On a related note, everything I said above about other people applies to me, too. I know I make a lot of content on ethics and safety and consent and that might recommend to suspicion that I'm "automatically" a trustworthy person. I'ma let Gen. Ackbar take that one again -
Don't assume you can trust me. I really do appreciate that I've helped people, it means a ton to me. It matters. I am really, really, really super glad to have made the amount of difference - however big or small it is - that I have. I'm grateful for all of your support and accolades and all of that.

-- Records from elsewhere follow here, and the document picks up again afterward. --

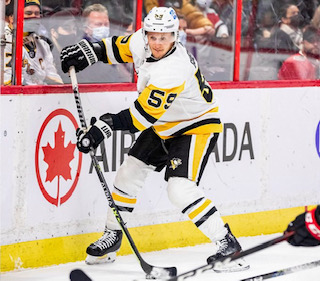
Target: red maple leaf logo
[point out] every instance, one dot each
(58, 158)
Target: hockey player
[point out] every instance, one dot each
(307, 229)
(177, 113)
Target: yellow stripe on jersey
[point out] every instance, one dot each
(122, 199)
(136, 123)
(201, 142)
(197, 211)
(118, 49)
(169, 125)
(155, 101)
(205, 129)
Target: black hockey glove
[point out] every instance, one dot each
(90, 139)
(79, 55)
(307, 229)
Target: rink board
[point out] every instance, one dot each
(264, 170)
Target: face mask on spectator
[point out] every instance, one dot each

No amount of difference, no amount of kudos, no amount of good a person could do, ever, makes them automatically worthy of your trust. That goes double in an intimate, kink context. Always, always, always vett your potential intimate and kink partners as best you can. Just because someone has a bunch of good friends, that does not mean that can't then turn around and be a consent violating asshole in the proverbial (or literal) bedroom. Just because someone talks a good - or great - game, that doesn't mean that when push comes to shove they aren't sus as hell. Vett. Your. Partners. Please. Not doing so does not excuse unethical or injurious behavior on their part - that's their doing and their failing, not yours - but it will help greatly to keep you safe. In an ideal world it would not be required, but we don't live in that ideal world, and until we do we have to live in the one we do.

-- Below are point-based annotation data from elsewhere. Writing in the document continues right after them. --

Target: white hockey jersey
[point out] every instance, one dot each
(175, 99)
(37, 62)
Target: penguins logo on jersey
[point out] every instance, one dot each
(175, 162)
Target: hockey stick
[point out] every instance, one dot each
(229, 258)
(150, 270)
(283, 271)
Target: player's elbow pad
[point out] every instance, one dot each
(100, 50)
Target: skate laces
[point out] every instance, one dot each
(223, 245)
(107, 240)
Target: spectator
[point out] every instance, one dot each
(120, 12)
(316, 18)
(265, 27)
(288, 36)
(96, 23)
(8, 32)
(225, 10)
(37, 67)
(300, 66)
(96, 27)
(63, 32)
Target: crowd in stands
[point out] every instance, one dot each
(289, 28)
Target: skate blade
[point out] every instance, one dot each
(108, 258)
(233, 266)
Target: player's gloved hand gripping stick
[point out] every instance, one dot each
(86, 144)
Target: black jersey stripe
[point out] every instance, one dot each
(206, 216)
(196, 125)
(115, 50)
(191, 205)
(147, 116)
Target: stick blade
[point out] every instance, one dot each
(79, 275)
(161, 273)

That brings us to Accountability. I've said a lot here about not trusting the wrong people, so I want to make something absolutely, crystal clear: if someone does something hurtful to you, that is THEIR fault, not yours. Where you put your trust and how you vett people does matter but it does not, in any way, to any extent, make the things that happen to you "your fault." Accountability for those hurtful, abusive actions is 100% on the shoulders of the people who do them. It will never be anywhere else. All of the above - vetting, proximal trust, etc - is said with a mind to practicality and self-protection, to keeping you safe in the future, and not with even a hint of suggestion of blame or responsibility for anything. I know that when you are in the grips of something like that it can be easy to get into a blame, shame or self-hate spiral, wondering how you could let something like that happen and... you didn't. Things like that don't passively occur, they are actively pursued, and done so in ways that specifically overcome or bypass or evade the protective mechanisms that we all use to keep that from being done to us. It's. Not. Your. Fault.
Is this in response to a specific situation? Yes. More than one, honestly. Am I going to spill the proverbial tea? If I was going to, I would have already. I value given promises of privacy and even implicit ones far more than the social currency of naming-and-shaming and "✨#drama✨". If the time comes for that, though, rest assured it will happen. In the mean time, I'll do what I can to see that people are safe, healthy, and steps are taken to prevent future harm, as appropriate. I care about this community and I want to do right by it, and by all of you, as best I can.